Publication date: Available online 24 August 2017
Source:Human Pathology
Author(s): Matthew W Rosenbaum, Olga Pozdnyakova, Julia T Geyer, Paola Dal Cin, Robert Hasserjian
Ring chromosome (RC) is a poorly understood genetic anomaly seen in myeloid neoplasms. This study aims to shed light on the clinical significance of this finding. We identified 96 cases of myeloid neoplasms with RC from 3 academic hospitals. Clinicopathologic features and overall- (OS) and leukemia-free survival were reviewed and compared to cases of myeloid neoplasms lacking RC. We identified 59 acute myeloid leukemias (AML-RC) and 37 myelodysplastic syndromes (MDS-RC) with RC identified on routine karyotyping. 75% of AML-RC and 97% of MDS-RC had complex (>3 independent cytogenetic abnormalities) karyotypes. The median OS of AML-RC with complex karyotype was significantly shorter than AML-RC patients with a non-complex (≤3 independent cytogenetic abnormalities) karyotype (P=.001), but similar to AML patients with complex karyotype lacking RC (p=n.s.). Compared to complex karyotype MDS lacking RC, MDS-RC patients had shorter leukemia-free survival (P=.016) and a trend for shorter overall survival (P=.10).

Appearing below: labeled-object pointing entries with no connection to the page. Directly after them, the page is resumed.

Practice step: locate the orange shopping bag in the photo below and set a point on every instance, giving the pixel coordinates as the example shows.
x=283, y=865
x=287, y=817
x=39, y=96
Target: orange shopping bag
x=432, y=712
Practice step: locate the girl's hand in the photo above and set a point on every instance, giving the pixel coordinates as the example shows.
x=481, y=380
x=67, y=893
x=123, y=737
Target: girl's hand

RCs are associated with an inferior leukemia-free survival in MDS with complex karyotype. AML-RC with complex karyotype had similar outcomes to complex karyotype AML lacking RC, but shorter survival than AML-RC with a non-complex karyotype. RCs were sometimes lost after therapy or appeared during disease relapse, suggesting that they may be associated with genetic instability.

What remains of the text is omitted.